Monarchs Are Mythical and Mysterious

Monarchs are mythical and mysterious. I wanted  more butterflies in our garden. I love planting native flowers, trees and bushes. For those reasons, I planted milkweed. My plan worked. The milkweed took off! We had many monarchs in our yard!

I started finding caterpillars. Then they’d disappear. It worried me. Never mind that fossil records indicate that these delicate creatures have been on our planet for 200 million years. They needed me to survive!  Little did I know what I was in for.

Monarch caterpillar
Found this guy, then I lost him.
Monarch caterpillar Sue Berk Koch
Lost this guy too.


Monarch on milkweed
Monarch on my swamp milkweed

You’re undoubtedly familiar with the iconic orange and black of the monarch butterfly. These lovely lepidoptera are classified as insects. They have amazing adaptations, a unique life cycle, and kick butt with their migration patterns, some flying as far as 2500 miles to reach the remote treetops of Mexico.  But they needed me to save them. 

Joking aside, I learned a sobering fact:



One or two out of 100 eggs laid, survive!

They did need Louie and me to save them!

Louie and monarch caterpillar
Saving in action

We brought a few caterpillars inside. I fed them with milkweed. There was a learning curve. (boo) 

Monarch eggs and caterpillars have enemies.


Mother nature is not kind to eggs and caterpillars. Monarchs face many predators and parasites.

Tachnid flies lay eggs inside caterpillars, which is pretty gross and horrible when they hatch. (Like that old move Alien)

Wasps and ants eat them.

Spiders eat them.

Don’t even get me started on the OE spores. (Ophryocystis elektroscirrha is a protozoan parasite that infects the Monarch world-wide) Their life cycle has synced to a monarch life cycle.

This is  an example of symbiosis, with the relationship harming one of the  pair involved. 

Ozzie eats insects
Ozzie the predator

This is Ozzie on the left, our bearded dragon.

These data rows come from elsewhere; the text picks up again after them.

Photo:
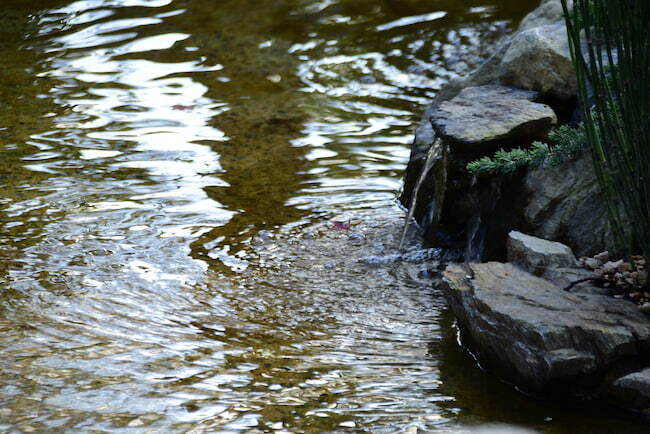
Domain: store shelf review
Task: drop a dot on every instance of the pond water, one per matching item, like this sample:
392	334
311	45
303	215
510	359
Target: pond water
199	224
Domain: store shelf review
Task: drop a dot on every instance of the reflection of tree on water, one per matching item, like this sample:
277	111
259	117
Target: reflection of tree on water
262	168
22	115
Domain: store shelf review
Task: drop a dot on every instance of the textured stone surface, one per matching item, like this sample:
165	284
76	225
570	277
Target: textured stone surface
491	115
539	337
539	59
537	255
632	391
565	204
548	12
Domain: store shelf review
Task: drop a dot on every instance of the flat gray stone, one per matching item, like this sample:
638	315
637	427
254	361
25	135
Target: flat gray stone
632	391
537	255
491	115
537	336
566	204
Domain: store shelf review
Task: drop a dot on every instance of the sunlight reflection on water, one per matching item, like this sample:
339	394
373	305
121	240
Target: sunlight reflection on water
199	222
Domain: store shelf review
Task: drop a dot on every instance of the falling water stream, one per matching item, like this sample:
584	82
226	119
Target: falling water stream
199	227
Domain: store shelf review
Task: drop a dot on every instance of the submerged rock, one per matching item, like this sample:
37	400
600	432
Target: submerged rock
539	337
486	116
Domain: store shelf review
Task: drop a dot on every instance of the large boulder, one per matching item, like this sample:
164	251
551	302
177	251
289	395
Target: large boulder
544	340
481	118
632	391
539	59
537	255
565	204
548	12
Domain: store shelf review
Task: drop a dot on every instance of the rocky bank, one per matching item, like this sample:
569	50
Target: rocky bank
515	316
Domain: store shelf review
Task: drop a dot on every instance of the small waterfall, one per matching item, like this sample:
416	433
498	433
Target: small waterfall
434	155
484	203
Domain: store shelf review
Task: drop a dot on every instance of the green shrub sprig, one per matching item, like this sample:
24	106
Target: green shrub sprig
567	144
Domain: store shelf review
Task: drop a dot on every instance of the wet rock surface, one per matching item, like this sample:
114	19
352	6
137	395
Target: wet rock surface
539	59
536	255
490	115
565	204
632	391
539	337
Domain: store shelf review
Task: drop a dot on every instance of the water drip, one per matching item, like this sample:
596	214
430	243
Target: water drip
433	156
483	203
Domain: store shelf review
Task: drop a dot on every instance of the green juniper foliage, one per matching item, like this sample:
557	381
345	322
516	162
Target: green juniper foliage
568	143
610	48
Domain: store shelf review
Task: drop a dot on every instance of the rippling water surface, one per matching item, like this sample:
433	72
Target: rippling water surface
198	219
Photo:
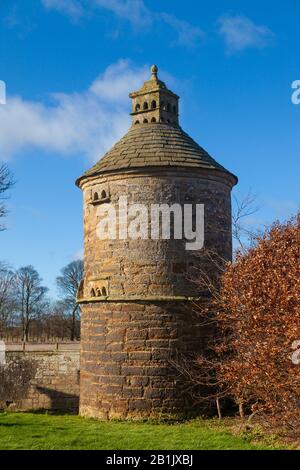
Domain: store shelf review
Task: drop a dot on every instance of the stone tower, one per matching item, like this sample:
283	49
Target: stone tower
136	293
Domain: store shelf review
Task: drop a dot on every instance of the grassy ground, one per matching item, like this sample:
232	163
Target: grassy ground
45	431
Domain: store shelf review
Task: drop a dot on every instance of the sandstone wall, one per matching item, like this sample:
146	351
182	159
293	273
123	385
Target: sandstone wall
137	321
152	268
56	383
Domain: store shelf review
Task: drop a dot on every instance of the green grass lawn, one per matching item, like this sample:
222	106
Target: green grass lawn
46	431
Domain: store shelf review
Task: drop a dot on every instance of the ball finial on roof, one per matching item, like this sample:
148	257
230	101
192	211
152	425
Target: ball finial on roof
154	69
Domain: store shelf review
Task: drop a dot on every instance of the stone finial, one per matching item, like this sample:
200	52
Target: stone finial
154	103
154	70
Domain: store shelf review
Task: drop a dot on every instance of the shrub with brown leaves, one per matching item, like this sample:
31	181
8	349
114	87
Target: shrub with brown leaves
259	320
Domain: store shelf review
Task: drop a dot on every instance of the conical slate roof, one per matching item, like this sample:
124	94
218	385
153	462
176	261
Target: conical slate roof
155	138
154	145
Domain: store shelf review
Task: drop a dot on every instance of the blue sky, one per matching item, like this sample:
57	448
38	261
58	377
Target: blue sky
68	67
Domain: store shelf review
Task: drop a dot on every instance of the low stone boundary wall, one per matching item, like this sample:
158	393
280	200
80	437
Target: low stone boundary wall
56	383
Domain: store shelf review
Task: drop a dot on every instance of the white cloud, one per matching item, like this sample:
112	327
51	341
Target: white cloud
72	8
86	123
188	35
240	33
133	11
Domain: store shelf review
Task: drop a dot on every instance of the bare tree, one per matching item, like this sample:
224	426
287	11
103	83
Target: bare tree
7	300
68	284
242	210
6	182
30	297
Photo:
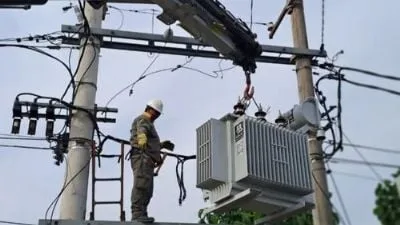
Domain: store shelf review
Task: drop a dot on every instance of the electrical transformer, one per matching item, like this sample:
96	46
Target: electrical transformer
243	162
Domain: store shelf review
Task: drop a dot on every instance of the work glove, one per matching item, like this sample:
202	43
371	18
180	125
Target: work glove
168	145
142	141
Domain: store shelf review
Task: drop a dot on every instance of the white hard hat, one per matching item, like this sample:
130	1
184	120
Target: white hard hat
156	105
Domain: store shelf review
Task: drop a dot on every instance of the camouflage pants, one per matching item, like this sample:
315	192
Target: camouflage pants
143	184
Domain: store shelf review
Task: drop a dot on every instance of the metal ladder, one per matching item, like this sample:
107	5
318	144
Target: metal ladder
120	179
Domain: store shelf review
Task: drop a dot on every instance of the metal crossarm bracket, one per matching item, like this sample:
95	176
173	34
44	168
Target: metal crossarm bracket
189	46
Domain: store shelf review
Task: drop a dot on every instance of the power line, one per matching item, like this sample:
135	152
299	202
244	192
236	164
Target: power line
171	69
15	223
24	147
41	52
371	73
358	162
341	202
23	138
355	175
366	147
372	87
363	158
327	196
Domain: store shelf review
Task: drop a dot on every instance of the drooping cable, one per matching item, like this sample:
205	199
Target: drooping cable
327	196
152	73
14	223
341	202
24	146
44	53
373	170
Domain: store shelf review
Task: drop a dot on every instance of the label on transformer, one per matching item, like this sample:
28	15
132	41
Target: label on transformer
239	131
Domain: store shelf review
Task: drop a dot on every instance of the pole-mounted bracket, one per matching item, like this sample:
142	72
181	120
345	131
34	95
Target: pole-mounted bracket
184	46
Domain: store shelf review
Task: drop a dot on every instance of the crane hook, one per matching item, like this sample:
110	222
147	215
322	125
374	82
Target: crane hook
248	90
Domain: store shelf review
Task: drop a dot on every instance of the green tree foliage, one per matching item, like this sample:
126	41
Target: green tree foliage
387	208
242	217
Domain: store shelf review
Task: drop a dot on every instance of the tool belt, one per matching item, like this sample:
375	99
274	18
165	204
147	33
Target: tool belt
137	151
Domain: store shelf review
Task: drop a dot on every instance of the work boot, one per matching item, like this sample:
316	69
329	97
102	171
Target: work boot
144	219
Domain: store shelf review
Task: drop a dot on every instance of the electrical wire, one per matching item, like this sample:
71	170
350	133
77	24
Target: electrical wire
377	175
15	223
151	73
87	33
322	25
378	149
44	53
70	106
134	83
251	14
143	74
122	16
372	87
371	73
23	138
24	147
65	185
322	100
355	175
327	196
341	202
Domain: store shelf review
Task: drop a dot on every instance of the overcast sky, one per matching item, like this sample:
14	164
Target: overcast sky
365	31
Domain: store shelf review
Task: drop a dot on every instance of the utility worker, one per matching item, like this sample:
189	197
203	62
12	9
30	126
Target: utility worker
145	156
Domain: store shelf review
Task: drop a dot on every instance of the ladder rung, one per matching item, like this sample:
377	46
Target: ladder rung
108	179
107	202
110	156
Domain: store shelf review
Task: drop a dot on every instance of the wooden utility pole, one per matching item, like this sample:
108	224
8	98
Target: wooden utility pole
322	213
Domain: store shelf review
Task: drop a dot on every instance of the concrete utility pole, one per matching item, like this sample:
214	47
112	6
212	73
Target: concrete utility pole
322	214
74	197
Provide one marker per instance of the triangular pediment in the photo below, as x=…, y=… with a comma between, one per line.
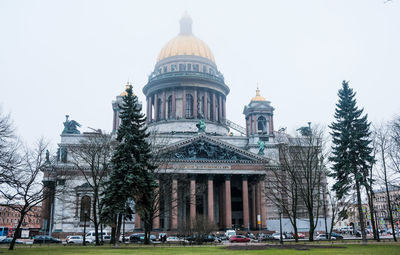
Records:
x=206, y=148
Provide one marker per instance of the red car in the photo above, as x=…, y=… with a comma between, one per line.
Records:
x=239, y=239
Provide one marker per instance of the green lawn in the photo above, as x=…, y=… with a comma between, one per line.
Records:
x=379, y=249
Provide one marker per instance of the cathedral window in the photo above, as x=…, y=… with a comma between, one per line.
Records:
x=159, y=107
x=262, y=125
x=85, y=208
x=210, y=107
x=169, y=107
x=189, y=106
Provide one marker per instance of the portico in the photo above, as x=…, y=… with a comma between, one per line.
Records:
x=222, y=191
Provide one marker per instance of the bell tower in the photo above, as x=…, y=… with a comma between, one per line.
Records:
x=259, y=119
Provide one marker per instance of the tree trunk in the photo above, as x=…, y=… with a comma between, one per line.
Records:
x=370, y=196
x=296, y=232
x=113, y=229
x=95, y=221
x=147, y=228
x=118, y=230
x=360, y=212
x=312, y=227
x=17, y=230
x=332, y=223
x=388, y=198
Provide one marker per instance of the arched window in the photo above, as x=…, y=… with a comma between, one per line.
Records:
x=189, y=106
x=85, y=208
x=262, y=125
x=210, y=107
x=159, y=107
x=169, y=107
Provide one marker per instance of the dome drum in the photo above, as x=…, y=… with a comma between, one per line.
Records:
x=186, y=86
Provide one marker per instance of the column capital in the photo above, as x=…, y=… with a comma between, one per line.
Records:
x=227, y=177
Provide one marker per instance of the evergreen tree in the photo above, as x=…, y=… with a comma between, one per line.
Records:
x=132, y=176
x=351, y=150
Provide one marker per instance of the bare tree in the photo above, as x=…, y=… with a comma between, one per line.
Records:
x=338, y=209
x=303, y=157
x=383, y=143
x=9, y=146
x=91, y=156
x=24, y=187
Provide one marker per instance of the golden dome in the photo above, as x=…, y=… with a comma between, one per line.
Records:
x=186, y=44
x=258, y=97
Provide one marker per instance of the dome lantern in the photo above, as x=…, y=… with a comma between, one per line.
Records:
x=186, y=24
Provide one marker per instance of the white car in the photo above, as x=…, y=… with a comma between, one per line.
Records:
x=74, y=239
x=230, y=233
x=324, y=237
x=91, y=236
x=173, y=239
x=277, y=236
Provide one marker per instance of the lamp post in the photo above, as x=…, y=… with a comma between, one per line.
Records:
x=84, y=227
x=377, y=228
x=280, y=226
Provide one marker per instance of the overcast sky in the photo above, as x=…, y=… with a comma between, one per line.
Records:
x=74, y=57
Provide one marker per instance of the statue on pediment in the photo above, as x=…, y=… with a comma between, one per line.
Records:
x=71, y=126
x=201, y=126
x=261, y=147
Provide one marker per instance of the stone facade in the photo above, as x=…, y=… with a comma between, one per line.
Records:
x=210, y=172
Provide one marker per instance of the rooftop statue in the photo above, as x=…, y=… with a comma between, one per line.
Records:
x=261, y=147
x=201, y=126
x=47, y=156
x=305, y=131
x=71, y=126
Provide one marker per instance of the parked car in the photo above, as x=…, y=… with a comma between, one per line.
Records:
x=91, y=236
x=107, y=239
x=46, y=239
x=174, y=239
x=251, y=236
x=211, y=238
x=222, y=236
x=239, y=239
x=230, y=233
x=288, y=236
x=8, y=241
x=136, y=238
x=74, y=239
x=324, y=237
x=277, y=236
x=161, y=235
x=265, y=237
x=123, y=238
x=337, y=236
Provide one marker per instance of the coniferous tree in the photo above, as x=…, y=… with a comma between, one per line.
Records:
x=351, y=150
x=133, y=171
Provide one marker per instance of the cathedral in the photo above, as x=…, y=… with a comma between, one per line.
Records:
x=209, y=166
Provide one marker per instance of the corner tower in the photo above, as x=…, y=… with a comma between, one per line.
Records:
x=185, y=87
x=259, y=119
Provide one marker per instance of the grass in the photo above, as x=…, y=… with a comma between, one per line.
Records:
x=378, y=249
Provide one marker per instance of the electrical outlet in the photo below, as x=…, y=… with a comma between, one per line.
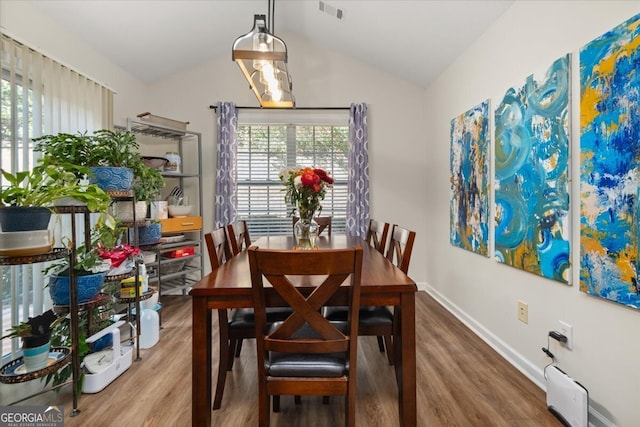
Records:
x=566, y=330
x=523, y=312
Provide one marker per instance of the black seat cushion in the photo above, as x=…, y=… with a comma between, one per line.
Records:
x=369, y=315
x=308, y=365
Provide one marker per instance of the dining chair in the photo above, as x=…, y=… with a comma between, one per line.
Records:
x=238, y=236
x=377, y=235
x=306, y=354
x=324, y=223
x=379, y=321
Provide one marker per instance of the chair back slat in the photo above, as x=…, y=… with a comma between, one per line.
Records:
x=238, y=237
x=400, y=247
x=218, y=247
x=377, y=235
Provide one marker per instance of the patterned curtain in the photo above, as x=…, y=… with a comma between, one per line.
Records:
x=226, y=175
x=358, y=184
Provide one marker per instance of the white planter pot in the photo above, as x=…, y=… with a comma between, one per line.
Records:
x=124, y=211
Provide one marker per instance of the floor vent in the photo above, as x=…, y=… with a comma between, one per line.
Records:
x=567, y=399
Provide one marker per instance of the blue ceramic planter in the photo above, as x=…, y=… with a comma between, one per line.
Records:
x=88, y=288
x=148, y=234
x=112, y=178
x=36, y=358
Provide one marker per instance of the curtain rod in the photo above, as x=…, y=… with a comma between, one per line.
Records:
x=215, y=107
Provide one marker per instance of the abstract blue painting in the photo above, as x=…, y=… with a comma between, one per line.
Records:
x=610, y=164
x=469, y=166
x=532, y=226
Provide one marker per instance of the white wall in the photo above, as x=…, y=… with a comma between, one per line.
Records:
x=527, y=38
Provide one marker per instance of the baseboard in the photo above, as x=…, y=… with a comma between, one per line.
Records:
x=528, y=369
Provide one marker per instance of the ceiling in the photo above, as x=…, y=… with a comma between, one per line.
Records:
x=411, y=39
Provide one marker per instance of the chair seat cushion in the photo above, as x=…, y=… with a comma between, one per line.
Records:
x=245, y=317
x=369, y=315
x=308, y=365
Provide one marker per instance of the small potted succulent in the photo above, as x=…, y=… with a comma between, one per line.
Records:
x=36, y=339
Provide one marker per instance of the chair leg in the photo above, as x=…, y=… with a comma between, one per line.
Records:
x=224, y=357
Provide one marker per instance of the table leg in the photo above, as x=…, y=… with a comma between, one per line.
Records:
x=201, y=363
x=406, y=360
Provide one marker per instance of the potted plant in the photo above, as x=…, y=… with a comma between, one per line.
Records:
x=32, y=193
x=36, y=339
x=113, y=157
x=65, y=148
x=90, y=270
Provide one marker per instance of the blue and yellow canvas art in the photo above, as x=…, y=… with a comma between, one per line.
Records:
x=469, y=166
x=610, y=164
x=532, y=223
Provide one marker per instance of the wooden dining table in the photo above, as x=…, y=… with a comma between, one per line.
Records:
x=229, y=286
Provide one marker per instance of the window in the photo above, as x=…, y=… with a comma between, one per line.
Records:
x=263, y=150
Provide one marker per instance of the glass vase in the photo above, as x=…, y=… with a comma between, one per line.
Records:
x=305, y=230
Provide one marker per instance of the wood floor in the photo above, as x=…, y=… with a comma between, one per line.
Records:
x=461, y=382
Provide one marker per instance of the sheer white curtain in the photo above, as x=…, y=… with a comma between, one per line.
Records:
x=39, y=96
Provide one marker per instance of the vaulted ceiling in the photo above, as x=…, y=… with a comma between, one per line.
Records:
x=412, y=39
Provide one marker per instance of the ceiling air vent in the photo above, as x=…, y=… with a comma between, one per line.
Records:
x=330, y=10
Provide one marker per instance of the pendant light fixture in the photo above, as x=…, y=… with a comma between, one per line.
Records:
x=262, y=57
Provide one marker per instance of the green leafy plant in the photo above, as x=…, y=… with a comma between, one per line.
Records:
x=61, y=337
x=37, y=326
x=45, y=184
x=88, y=259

Not an alien or protozoan parasite. He is a predator and eats insects.

He also likes blueberries and sweet potatoes, which I’m sure bearded dragons find regularly in their indigenous habitat in the Australian Outback.

This is as close as I felt like going w/ photos of predators for this post. 

Adorable toad predator on milkweed
Adorable toad, but they eat caterpillars.

And there’s man, too. Eggs and caterpillars are extremely sensitive to pesticides, even to flea and tick medicine on your pet. Not to mention mowing down milkweed too soon, before all the caterpillars are done eating, completing their metamorphosis, and the butterflies are ready to fly south. 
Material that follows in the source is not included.